How fully civilians should participate is a matter of intense debate in the Air Force.

A lengthy article in the 2013 Air Force Law Review, a publication of the judge advocate general’s office, contended that over-reliance on contractors in a combat zone risks violating international law that prohibits direct civilian participation in hostilities.

It cites a Predator missile attack that killed 15 civilians in central Afghanistan in February 2010. Although the military piloted and operated the drone, the decision to fire a Hellfire missile “was largely based upon intelligence analysis conducted and reported by a civilian contractor.”

“It is imperative that Defense Department contractors not get too close to the tip of the spear,” the author, Maj. Keric D. Clanahan, warned.

The combat air patrols flown by drones involve six steps in the kill chain: Find the target, map the location, track its movements, aim a laser to pinpoint it, fire the missile and assess the damage.

“The more closely related an activity is to the kill chain, the greater the likelihood the activity should be barred from contractor performance,” he wrote. The article urged the Pentagon to “only allow military personnel to serve as aircraft pilots and … sensor operators.”
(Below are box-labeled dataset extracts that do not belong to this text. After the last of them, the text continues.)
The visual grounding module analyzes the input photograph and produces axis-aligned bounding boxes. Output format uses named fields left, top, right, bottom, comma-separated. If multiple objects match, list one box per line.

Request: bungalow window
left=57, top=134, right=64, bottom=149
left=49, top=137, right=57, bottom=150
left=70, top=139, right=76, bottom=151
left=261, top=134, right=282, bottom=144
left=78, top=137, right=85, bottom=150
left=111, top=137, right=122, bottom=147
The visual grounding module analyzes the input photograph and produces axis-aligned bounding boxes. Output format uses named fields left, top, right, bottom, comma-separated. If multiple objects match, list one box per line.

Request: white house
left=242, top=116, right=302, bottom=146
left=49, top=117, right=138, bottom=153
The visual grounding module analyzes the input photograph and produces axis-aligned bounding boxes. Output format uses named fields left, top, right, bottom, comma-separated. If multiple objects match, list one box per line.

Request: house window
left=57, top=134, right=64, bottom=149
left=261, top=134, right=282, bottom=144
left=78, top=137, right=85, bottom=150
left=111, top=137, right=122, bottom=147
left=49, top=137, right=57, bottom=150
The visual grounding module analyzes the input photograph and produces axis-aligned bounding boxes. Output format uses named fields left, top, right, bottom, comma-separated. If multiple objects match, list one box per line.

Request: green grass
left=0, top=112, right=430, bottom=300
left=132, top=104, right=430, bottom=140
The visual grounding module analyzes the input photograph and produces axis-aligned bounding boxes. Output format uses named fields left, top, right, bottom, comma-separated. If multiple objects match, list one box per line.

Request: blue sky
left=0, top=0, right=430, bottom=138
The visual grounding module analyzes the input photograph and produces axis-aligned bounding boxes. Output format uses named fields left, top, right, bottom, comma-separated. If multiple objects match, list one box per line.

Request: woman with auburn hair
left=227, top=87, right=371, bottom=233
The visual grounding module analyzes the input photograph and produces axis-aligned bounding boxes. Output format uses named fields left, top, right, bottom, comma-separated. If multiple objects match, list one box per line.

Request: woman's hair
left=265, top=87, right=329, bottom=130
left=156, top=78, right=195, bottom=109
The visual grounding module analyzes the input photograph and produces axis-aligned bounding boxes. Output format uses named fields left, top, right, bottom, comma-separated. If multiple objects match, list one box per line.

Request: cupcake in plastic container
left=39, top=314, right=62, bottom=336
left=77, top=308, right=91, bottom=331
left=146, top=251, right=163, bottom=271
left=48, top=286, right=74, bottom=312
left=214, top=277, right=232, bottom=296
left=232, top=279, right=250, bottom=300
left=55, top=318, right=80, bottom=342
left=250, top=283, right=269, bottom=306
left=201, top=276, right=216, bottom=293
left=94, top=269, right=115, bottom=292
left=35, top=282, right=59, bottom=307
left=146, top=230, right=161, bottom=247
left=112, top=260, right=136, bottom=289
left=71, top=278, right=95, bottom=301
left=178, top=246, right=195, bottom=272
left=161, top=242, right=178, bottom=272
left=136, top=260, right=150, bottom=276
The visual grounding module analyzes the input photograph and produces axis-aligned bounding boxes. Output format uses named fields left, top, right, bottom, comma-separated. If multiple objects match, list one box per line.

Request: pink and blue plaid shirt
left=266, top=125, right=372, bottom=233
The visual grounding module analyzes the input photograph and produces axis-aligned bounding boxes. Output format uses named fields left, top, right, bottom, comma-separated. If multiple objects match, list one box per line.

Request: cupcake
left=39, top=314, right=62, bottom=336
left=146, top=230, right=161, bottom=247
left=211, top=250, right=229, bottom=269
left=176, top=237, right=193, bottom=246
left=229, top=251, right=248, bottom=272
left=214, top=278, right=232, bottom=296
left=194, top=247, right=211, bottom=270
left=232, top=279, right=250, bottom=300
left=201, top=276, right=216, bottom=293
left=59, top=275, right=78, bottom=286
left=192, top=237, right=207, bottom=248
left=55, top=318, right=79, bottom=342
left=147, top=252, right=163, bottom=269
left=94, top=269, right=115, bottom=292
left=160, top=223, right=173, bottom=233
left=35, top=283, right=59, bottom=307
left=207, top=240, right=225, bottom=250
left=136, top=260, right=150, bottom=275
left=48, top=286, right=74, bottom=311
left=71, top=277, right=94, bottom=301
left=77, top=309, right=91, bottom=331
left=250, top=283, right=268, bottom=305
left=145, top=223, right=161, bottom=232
In an interview, retired Air Force Gen. David A. Deptula, who was deputy chief of staff for intelligence, surveillance and reconnaissance, said he did not believe contractors are in danger of crossing the line into a combatant’s role.


“Weapons deployment only involves less than 2%” of drone missions,” he said. Most flights provide aerial surveillance or intercept and analyze electronic emissions from the ground.

But William D. Hartung, director of the arms and security project at the Center for International Policy, a left-leaning think tank in Washington, warned that there is a thin line between tracking an individual or vehicle and firing a deadly missile.

“The best way to avoid this slippery slope is to prohibit any use of contractors to fly any mission involving drones,” he said. “Military aircraft should be flown by military personnel, period.”

Mary Ellen O’Connell, a professor of international law at the University of Notre Dame, also expressed alarm at the growing civilian role.

Military drones should be flown only by those who “wear a uniform [and] are trained in the law of armed conflict,” she said.